「それよりもメイベル、明日は一緒にマーグレーンへ行く日だったよね」

「あっ、うんっ!そうそう、校長先生から外出許可ももらったし、一緒に行こうよっ‼」



山の上に建つフォルスティア学園からバスでふもとまで降りて、そこから40分ほど揺られた先にあるマーグレーン街。

大都会へ向かう目的は、ルキの過去を知る人物を探すことだ。

いよいよ明日、ルキとふたりで外出できるんだ。

そんなことを思えばなんだかワクワクしてきて、ルキが手を抜いていたかどうかだなんてどうでもよくなった。

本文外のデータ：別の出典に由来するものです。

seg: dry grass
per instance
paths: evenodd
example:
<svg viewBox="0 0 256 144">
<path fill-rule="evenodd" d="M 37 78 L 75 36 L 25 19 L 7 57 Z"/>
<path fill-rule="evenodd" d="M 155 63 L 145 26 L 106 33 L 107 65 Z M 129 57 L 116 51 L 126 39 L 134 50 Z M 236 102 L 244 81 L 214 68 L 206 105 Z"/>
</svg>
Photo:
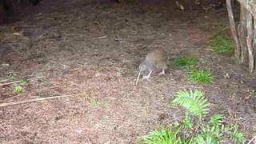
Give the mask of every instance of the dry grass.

「実は俺、楽しみにしてたんだよな。マーグレーンは大都会だって聞いたから、どんな街なのかなって」



ルキの子供のような無邪気な笑顔に、どくん、と胸の鼓動が高く弾んだ。

直後に、どくん、どくんどくん…と、鼓動するテンポがだんだん速くなっていく。



「わっ……私もっ!ルキとマーグレーンに出かけることを楽しみにしてたのっ‼」

「じゃあ明日は、寝坊しないようにね」



銀色の優しい瞳に見つめられながら、ぽん、と頭に手を置かれたりなんかすれば。

熱くなりはじめた顔は、湯気が出ているんじゃないかって思うほど熱くなってきて。

このまま気絶してしまうんじゃないかってくらい、頭の中がルキでいっぱいになって、くらくらしてきた。



「じゃあね、また明日バス停で会おう」



寮の前まで一緒に歩いてきて、ルキが手を振りながら寮の中へ姿を消したあと、しばらくの間立ち尽くしていた。



「はぁ……かっこいいぃ…」

ルキが消えた寮の扉を、じっと見つめている私の目はハートマークになっているに違いない。